Having been in this industry for multiple decades, I can say with confidence that the current open office mania is a fad. At Borland, we built an office for every single engineer. At Netscape, it was open space – same with the start-up you’ve never heard. At Apple, it depended on your building and the available space, but in general managers had offices with a door. At the current gig, it’s a mix with the open space religion gaining steam. Again.
As an easily distractible person, I believe the company is getting higher value out of me when there are less distractions. It doesn’t matter if I had headphones on, I am compulsively aware of what is going on around me – there’s this little voice narrating everything. This doesn’t mean I need an office all the time. I need a office when I’m having a private conversation which is a lot of the time in my current role. I need an office when I need to think hard which isn’t as often as I’d like.
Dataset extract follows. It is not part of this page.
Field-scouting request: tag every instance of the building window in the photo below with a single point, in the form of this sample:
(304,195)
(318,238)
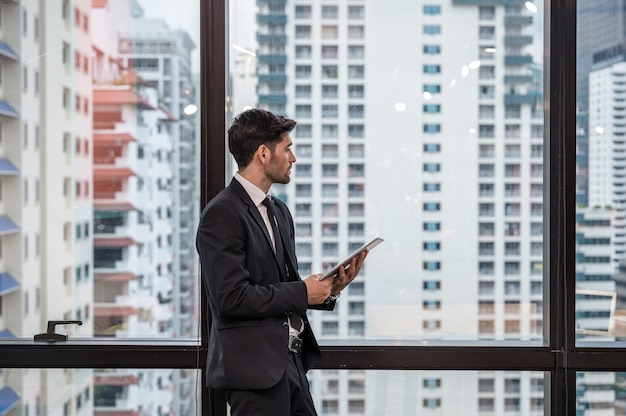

Still, some of my favorite moments of the day is when I stumble on serendipity – when I’m sitting in a big open space and a random conversation from a random person alerts me to a random piece of data I would have never discovered ensconced in my office behind a door.
It’s not cost or space efficient, but I think the answer to the question “Open space or office door?” is “Both.” Everyone should have equal access to productive silence and serendipitous chaos.